Sheng Li Xue Bao. 1996 Dec;48(6):543-50.
Changes in the content of angiotensin II (A II) immunoreactivity (ir) in rat spinal perfusate induced by electroacupuncture (EA) stimulation of different frequencies were measured by radioimmunoassay (RIA). The results were analyzed in relation to the role of opioid receptor. (1) 2 Hz EA produced a 20% (P > 0.05) decrease in A II -ir content in the spinal perfusate. 15 Hz EA produced an even more decrease (62%, P < 0.01), whereas 100 Hz produced a significant increase (65%, P < 0.05). (2) The release in spinal A II -ir produced by 15 Hz EA was reversed by the opioid antagonist naloxone to a of 125% highter than that of the control (P < 0.05), suggesting that 15 Hz EA may accelerate the release of endogenous opioids to suppress the release of A II. (3) This was substantiated by the finding that intrathecal (i.t.) injection of the selective mu agonist ohmefentanyl produced a dramatic suppression (20%, P < 0.05) of A II release, but not by delta and kappa agonist. (4) Intrathecal injection of salarasin, the angiotensin receptor antagonist, produced a significant potentiation of the analgesia produced by 100 Hz EA, but not that produced by 2 or 15 Hz EA. It is concluded that 15 Hz EA may induce the release of endogenous opioids acting on mu opioid receptor so as to suppress A II release, and that 100 Hz EA may accelerate the release of A II serving as a brake for 100 Hz EA-induced analgensia. Removal of the brake by angiotensin antagonist may be advised as an adjunct for the potentiation of 100 Hz EA-induced analgesia.

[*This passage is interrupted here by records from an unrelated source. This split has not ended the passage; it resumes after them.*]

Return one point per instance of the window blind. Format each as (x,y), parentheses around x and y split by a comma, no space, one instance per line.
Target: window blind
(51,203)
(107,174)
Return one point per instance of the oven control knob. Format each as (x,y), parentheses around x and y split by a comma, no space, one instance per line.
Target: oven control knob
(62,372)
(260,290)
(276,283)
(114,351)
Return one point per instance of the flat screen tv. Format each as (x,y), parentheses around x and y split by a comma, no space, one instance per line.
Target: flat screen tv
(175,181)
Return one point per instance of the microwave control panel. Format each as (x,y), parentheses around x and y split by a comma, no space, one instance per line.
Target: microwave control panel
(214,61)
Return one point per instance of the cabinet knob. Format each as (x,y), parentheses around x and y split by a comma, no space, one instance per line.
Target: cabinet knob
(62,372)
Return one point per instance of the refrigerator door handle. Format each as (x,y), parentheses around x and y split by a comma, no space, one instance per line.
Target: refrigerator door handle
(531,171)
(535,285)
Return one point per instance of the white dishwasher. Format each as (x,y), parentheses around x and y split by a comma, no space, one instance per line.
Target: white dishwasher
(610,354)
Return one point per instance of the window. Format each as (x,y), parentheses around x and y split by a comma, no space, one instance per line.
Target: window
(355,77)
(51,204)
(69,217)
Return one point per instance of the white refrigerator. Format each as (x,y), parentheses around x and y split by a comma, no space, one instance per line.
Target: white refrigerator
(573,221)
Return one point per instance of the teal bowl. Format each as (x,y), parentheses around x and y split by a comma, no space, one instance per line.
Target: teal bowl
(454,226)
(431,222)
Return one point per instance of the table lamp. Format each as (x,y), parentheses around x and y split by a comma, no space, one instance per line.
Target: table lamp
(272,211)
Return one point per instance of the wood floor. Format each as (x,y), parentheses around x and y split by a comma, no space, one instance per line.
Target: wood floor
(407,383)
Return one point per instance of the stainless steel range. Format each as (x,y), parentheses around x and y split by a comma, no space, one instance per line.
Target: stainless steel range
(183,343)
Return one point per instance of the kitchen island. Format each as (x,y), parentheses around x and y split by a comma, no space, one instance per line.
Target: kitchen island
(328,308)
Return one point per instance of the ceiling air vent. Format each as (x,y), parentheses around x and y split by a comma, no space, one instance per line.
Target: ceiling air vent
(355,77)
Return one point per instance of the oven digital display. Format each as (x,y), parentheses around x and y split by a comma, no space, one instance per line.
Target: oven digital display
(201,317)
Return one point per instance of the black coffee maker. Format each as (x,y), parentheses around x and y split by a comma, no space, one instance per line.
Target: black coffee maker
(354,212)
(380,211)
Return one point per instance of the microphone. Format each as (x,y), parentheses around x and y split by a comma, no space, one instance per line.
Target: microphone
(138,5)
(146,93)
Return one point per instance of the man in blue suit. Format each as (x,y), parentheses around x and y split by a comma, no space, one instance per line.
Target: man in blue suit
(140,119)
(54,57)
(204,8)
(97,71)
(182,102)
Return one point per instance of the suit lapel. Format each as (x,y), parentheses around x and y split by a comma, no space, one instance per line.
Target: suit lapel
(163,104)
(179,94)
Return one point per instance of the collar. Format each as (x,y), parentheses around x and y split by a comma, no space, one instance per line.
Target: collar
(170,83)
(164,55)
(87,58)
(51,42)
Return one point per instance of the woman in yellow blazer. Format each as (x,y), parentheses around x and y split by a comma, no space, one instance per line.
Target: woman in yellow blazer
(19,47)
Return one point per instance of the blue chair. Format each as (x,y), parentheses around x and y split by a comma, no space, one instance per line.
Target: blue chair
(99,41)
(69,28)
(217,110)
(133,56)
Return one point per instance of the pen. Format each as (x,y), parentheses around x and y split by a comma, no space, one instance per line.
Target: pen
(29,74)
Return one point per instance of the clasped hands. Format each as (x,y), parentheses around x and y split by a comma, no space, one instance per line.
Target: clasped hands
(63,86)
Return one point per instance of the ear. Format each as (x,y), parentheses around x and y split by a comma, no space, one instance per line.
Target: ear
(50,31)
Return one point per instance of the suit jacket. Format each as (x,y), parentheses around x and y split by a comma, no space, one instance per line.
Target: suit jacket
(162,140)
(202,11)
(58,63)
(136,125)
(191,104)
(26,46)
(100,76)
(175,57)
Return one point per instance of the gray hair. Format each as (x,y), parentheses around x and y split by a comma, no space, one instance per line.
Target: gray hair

采用放射免疫分析法(RIA)测定不同频率电针(EA)刺激诱导大鼠脊髓灌流液中血管紧张素II(A II)免疫反应性(ir)含量的变化。结合阿片受体的作用对结果进行分析。(1)2Hz电针使脊髓灌流液中A II -ir含量降低20%(P>0.05)。15Hz电针使其降低更多(62%,P<0.01),而100Hz电针使其显著升高(65%,P<0.05)。(2)阿片受体拮抗剂纳洛酮可使15Hz电针引起的脊髓A II -ir释放逆转,比对照组高125%(P<0.05),提示15Hz电针可能促进内源性阿片类物质释放以抑制A II释放。(3)鞘内(i.t.)注射选择性μ激动剂奥芬太尼可显著抑制(20%,P<0.05)A II释放,而δ和κ激动剂则无此作用,这证实了上述观点。(4)鞘内注射血管紧张素受体拮抗剂沙拉新可显著增强100Hz电针产生的镇痛作用,但对2Hz或15Hz电针产生的镇痛作用无增强作用。结论:15Hz电针可能诱导作用于μ阿片受体的内源性阿片类物质释放,从而抑制A II释放;100Hz电针可能促进A II释放,对100Hz电针诱导的镇痛起制动作用。建议使用血管紧张素拮抗剂去除制动作用,作为增强100Hz电针诱导镇痛的辅助手段。